Ela explica que o trabalho da área de micropaleontologia é o estudo de fósseis de tamanho diminuto. Os microfósseis são aplicados na datação de rochas, no entendimento de relações paleogeográficas e na reconstrução de ambientes e climas do passado. Têm grande potencial econômico, sendo aplicados na exploração de petróleo.
As regiões onde Enelise realiza o maior número de trabalhos são as bacias sedimentares do Brasil, sobretudo as do Nordeste, onde já coletou e descreveu alguns novos gêneros e espécies de pequenos crustáceos da Classe Ostracoda. “O estudo destas pequenas formas de vida, que podem ser micro-organismos inteiros ou partes deles, ajudam a contar como evoluiu a vida no nosso planeta ao longo de mais de aproximadamente 4 bilhões de anos”, destacou a Acadêmica.
Ela participou de três expedições à Antártica, para realizar pesquisas e coletar amostras de fósseis, como uma das investigadoras do Projeto Paleoantar, que é financiado pelo CNPq, com apoio da Marinha do Brasil.
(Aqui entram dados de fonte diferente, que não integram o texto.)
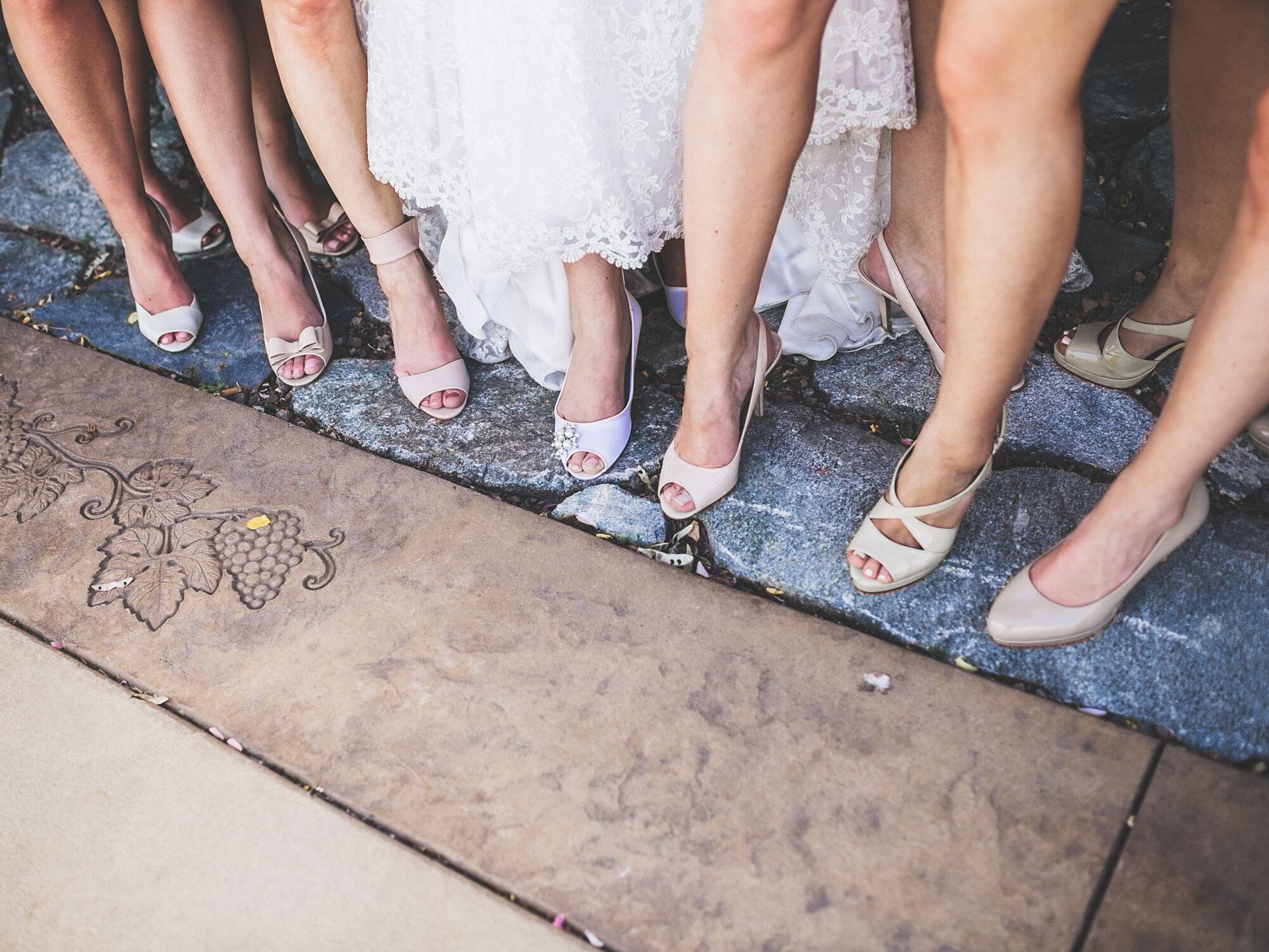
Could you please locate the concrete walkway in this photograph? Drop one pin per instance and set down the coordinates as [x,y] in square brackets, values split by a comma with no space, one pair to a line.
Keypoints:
[669,763]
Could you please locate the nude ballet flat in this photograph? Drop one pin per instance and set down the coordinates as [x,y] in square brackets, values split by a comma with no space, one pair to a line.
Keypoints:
[904,301]
[707,485]
[1022,617]
[1108,363]
[314,342]
[393,247]
[183,319]
[909,565]
[606,438]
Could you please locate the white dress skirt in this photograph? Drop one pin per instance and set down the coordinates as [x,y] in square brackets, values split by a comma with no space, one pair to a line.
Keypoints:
[528,135]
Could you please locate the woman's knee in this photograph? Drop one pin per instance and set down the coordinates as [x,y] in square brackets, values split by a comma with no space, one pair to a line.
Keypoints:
[757,31]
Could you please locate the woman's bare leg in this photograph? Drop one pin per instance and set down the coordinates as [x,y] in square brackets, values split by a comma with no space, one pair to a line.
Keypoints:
[1218,390]
[323,69]
[138,74]
[301,199]
[757,59]
[70,56]
[595,385]
[1009,73]
[201,54]
[1218,69]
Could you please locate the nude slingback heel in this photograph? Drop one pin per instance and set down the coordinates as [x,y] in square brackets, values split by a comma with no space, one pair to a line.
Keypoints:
[606,438]
[908,565]
[705,484]
[904,301]
[1022,617]
[393,247]
[314,342]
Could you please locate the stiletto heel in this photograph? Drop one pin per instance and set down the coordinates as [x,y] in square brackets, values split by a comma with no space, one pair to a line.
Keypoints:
[314,342]
[391,247]
[604,438]
[183,319]
[1023,617]
[708,484]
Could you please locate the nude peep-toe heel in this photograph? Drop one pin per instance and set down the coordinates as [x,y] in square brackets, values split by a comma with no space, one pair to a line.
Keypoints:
[705,484]
[393,247]
[606,438]
[904,301]
[314,342]
[1022,617]
[909,565]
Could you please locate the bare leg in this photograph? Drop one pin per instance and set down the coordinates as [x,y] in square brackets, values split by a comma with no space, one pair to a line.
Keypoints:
[1218,69]
[69,54]
[323,69]
[1218,390]
[595,385]
[301,199]
[138,73]
[757,59]
[1009,225]
[201,54]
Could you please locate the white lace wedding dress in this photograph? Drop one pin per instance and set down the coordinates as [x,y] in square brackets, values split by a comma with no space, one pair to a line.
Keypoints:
[545,131]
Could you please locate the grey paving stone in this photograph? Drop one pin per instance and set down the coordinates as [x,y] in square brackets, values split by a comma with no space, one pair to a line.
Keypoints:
[1147,171]
[42,188]
[1185,653]
[1056,419]
[31,270]
[1126,84]
[502,442]
[613,511]
[230,348]
[1113,256]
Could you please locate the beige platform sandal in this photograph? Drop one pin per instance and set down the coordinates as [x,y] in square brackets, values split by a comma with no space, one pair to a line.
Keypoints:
[314,342]
[1109,363]
[393,247]
[909,565]
[904,301]
[1022,617]
[705,484]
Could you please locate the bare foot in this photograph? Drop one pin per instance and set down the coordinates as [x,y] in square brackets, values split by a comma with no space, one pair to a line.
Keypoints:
[710,429]
[154,273]
[1107,547]
[420,336]
[598,372]
[932,474]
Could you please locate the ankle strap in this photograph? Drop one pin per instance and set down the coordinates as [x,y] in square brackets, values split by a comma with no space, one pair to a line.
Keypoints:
[395,244]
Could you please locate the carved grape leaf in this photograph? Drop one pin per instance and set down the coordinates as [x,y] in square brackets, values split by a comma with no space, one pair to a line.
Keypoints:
[159,579]
[167,489]
[35,481]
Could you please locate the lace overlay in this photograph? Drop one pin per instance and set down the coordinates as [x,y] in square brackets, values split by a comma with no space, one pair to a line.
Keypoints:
[551,130]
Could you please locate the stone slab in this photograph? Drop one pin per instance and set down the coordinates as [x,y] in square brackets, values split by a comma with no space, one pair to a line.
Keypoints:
[1194,875]
[1056,419]
[670,763]
[807,483]
[502,441]
[31,270]
[41,187]
[230,348]
[129,830]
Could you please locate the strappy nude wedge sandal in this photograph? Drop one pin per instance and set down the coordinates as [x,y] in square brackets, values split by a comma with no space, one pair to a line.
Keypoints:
[909,565]
[183,319]
[1109,363]
[904,301]
[1022,617]
[705,484]
[393,247]
[314,342]
[190,240]
[606,438]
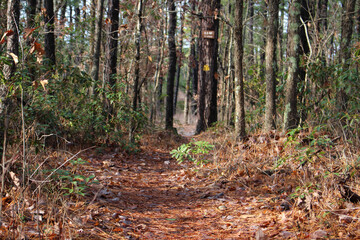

Piovesan conta que o mais longo tempo que ficou acampada em uma das ilhas da Antártica foi de 50 dias, porém toda a logística demandou cerca de três meses, desde a partida até o retorno ao Brasil. “Nestes dias de acampamento, o grupo fica isolado, com comunicação restrita a um equipamento de telefone por satélite para emergências. Estas experiências foram transformadoras, tanto do ponto de vista pessoal, quanto profissional. Certamente, é um dos lugares menos acessíveis do mundo – e um dos mais bonitos e preservados”, ressaltou a cientista.
Para Enelise Piovesan, fazer ciência é estar em movimento, é aprender todos os dias. “Na paleontologia, cada descoberta adiciona uma informação ao quebra-cabeça da vida no passado e serve como guia para o planejamento de ações futuras”, ressalta. Ela acredita que entender a origem e a evolução dos organismos e ambientes ao longo do tempo geológico, por si só, é de fundamental importância; porém, divulgar estes conhecimentos de forma ampla é imprescindível. Por isso a pesquisadora se sentiu extremamente feliz e honrada com o título de membro afiliado da ABC. “Pretendo contribuir ampliando as discussões na minha área de atuação e demonstrando a importância do estudo da paleontologia para o público em geral”, afirmou.
Embora reconheça que o trabalho ocupe a maior parte do seu tempo cotidiano, nos dias livres Enelise Piovesan adora viajar e estar com a família. Como descendente de italianos, aprecia um bom vinho, acompanhado de um bom livro, de um sossego na praia… e de cozinhar ouvindo MPB.